My Little Grid of Want

Okay, so I was scrolling through my phone the other day, trying to ignore the fact that my coffee had gone cold again, when it hit me – I’ve been wearing the same rotation of jeans and t-shirts for what feels like months. It wasn’t a dramatic, ‘I need a whole new wardrobe’ moment. More like a quiet nudge. You know that feeling? When you just want one or two things that feel a bit more… you. Or at least, the ‘you’ you feel like being this season.

Anyway, this vague feeling led me down the usual rabbit holes. A few tabs open for brands I like, a forgotten Pinterest board rediscovered. But it was all a bit scattered. I’d see a cool jacket on one site, then completely forget where I saw it or how much it was when I tried to find it again later. My brain is basically a sieve for that kind of info. I ended up with a notes app full of random, unhelpful lines like “green cargo pants??” and “that shirt from that place.” Not useful.

Then I remembered this thing my friend mentioned a while back. She’s super organized with her… everything. She was talking about how she keeps track of stuff she wants, not just clothes, but gadgets, books, you name it. She called it her personal curation spreadsheet. At the time, I kinda nodded along thinking, “Wow, that’s a lot of effort for a pair of sneakers.” But my chaotic notes app situation was starting to feel like a cry for help.

So, I caved. I opened up a spreadsheet. I didn’t go full corporate on it or anything. I just made a simple little grid. One column for the item, one for where I saw it, the price, and a link. And honestly? Game changer. It stopped being about frantic shopping and started being about… collecting ideas. I’d see a really interesting, oversized chore coat on a street style blog, drop the link in my style spreadsheet, and move on. No pressure to buy it right then. It was just there, waiting for me if I decided I really wanted it later.

The funny thing is, having this little digital mood board made me notice what I was actually drawn to. Without even trying, a theme emerged. Turns out, my brain this autumn is all about texture and one statement piece per outfit. I found myself saving a lot of corduroy, thick wool, and chunky knits. And instead of saving ten different loud shirts, I was saving one really good, interesting shirt and then thinking about the simple pants or skirt I could wear it with.

Take last weekend. I was meeting a couple of people for a lazy afternoon coffee. The weather was that perfect in-between – not quite coat weather, but too cool for just a tee. I looked at my spreadsheet (which lives happily in my cloud drive now, so I can peek at it from my phone) and remembered this specific, brushed cotton shirt-jacket I’d saved weeks ago. I’d completely forgotten about it! Because it was just sitting there in my wishlist tracker, I went back, checked it was still in stock, and actually bought it. It arrived on Friday.

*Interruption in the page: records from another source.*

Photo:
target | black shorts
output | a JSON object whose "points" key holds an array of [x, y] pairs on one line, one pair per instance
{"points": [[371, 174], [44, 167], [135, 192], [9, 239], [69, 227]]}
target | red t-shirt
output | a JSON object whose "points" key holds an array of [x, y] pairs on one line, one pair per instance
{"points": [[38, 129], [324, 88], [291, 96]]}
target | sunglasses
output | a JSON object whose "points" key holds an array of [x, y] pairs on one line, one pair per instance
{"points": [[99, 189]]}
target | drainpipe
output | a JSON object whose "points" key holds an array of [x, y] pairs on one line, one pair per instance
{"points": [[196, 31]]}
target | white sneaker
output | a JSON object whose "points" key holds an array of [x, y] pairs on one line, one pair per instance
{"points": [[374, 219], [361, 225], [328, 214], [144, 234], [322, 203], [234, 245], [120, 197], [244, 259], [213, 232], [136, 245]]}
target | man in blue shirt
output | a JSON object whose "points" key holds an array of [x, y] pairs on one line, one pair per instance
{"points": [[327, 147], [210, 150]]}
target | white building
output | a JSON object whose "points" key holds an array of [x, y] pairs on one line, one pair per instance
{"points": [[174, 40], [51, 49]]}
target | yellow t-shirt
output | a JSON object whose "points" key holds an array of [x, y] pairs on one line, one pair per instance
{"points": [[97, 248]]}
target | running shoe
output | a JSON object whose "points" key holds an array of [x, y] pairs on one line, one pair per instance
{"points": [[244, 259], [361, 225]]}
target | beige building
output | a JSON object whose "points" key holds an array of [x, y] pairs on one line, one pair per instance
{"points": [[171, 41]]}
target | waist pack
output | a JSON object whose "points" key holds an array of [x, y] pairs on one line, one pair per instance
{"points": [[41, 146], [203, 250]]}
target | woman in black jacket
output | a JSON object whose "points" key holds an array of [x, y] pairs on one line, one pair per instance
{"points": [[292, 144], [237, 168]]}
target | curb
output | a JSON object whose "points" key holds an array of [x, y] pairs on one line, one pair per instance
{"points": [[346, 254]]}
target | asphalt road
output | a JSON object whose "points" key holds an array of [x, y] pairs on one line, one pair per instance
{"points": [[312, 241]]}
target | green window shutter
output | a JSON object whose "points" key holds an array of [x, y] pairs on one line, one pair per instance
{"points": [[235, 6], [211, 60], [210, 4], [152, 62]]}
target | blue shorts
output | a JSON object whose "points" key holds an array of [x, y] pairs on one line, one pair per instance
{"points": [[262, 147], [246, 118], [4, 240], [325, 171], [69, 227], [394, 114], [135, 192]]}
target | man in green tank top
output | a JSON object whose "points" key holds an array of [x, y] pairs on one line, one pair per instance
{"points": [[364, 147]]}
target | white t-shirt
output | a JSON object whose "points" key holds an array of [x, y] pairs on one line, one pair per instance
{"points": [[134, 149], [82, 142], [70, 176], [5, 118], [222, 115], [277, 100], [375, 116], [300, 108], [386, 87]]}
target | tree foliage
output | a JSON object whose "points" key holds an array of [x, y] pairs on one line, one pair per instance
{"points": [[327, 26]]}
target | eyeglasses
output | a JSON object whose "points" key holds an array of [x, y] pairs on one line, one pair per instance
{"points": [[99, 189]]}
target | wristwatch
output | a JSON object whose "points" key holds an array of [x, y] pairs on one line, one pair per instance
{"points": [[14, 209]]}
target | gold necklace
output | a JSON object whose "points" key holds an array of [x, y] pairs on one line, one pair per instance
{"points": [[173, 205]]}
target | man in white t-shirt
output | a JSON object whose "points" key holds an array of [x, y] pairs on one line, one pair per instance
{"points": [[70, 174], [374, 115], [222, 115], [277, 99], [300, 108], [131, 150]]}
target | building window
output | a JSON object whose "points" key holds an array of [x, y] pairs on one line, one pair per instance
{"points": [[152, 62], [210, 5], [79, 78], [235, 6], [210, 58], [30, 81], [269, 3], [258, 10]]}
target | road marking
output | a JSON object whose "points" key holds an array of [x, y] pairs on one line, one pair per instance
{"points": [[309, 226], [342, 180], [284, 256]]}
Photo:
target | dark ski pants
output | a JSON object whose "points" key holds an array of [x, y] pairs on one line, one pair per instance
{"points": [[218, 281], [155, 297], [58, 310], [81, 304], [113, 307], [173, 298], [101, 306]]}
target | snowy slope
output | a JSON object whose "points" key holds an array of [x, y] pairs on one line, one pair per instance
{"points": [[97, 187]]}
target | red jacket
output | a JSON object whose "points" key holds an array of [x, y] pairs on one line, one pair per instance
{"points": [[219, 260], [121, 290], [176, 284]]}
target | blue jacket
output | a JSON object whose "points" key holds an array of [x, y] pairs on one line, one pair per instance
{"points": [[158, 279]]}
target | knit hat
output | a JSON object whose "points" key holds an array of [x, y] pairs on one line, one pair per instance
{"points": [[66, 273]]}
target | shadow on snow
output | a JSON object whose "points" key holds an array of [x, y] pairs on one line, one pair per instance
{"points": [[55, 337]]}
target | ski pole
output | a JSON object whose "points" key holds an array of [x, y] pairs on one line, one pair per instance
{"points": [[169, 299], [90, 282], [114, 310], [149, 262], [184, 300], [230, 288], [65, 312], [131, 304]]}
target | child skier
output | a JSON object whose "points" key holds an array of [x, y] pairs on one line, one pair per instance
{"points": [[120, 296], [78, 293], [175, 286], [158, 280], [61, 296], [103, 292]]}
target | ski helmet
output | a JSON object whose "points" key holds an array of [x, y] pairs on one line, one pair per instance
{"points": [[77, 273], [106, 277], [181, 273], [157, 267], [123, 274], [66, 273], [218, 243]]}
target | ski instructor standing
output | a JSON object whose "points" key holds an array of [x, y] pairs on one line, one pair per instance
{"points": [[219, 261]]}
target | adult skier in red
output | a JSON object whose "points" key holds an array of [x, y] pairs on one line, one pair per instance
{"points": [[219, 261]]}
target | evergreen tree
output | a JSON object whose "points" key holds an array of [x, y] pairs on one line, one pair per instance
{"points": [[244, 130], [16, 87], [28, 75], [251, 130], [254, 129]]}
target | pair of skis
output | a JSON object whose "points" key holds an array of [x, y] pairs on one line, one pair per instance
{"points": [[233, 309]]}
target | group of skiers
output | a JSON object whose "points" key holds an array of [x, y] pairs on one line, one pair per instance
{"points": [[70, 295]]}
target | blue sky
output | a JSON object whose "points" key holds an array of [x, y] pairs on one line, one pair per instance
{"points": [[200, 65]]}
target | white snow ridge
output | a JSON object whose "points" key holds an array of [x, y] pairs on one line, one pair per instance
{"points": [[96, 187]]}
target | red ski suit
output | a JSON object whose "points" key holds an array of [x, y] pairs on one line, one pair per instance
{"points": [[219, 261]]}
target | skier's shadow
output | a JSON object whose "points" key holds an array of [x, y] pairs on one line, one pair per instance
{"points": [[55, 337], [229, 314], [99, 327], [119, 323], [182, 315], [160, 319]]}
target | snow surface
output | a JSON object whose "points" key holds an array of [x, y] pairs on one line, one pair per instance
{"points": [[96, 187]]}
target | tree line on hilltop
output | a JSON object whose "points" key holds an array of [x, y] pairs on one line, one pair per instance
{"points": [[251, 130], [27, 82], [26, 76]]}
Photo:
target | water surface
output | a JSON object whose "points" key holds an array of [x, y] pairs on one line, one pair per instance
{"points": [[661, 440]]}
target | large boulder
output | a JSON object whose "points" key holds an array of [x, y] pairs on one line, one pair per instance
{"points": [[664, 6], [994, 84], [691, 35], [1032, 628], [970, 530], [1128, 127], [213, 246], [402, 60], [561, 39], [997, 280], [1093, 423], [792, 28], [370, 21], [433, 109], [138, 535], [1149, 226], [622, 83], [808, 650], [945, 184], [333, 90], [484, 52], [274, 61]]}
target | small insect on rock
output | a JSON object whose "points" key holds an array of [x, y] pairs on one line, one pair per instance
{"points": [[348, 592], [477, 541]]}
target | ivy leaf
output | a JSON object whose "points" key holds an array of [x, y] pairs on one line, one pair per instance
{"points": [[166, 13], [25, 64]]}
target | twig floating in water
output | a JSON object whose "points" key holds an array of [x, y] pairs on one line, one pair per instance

Wearing it on Saturday felt weirdly satisfying. Not just because I liked the jacket, but because it felt like a considered choice, not an impulse buy. It had marinated in my spreadsheet for a bit, and I still wanted it. That’s a pretty good test. The rest of the outfit was simple – old black jeans, clean white sneakers. The jacket was the thing. And it felt great.

It’s not about the spreadsheet itself, really. It’s just a dumb grid. It’s about having a parking space for inspiration that isn’t my already-overcrowded brain. It turns the noise of a million online stores and Instagram posts into a slightly quieter hum of things I genuinely like. I’m not saying I’ll never make a random late-night purchase again (some habits die hard), but it’s nice to have a system that feels a bit more intentional.

Right now, I’m looking out the window, thinking I should probably make another coffee before this one gets cold too. My spreadsheet is open in another tab. There’s a pair of trousers in there I’ve been eyeing. They’re a weird olive-green corduroy. I’m still deciding. But it’s okay. They’re not going anywhere. They’ll just sit there in their little cell, waiting until I’m sure.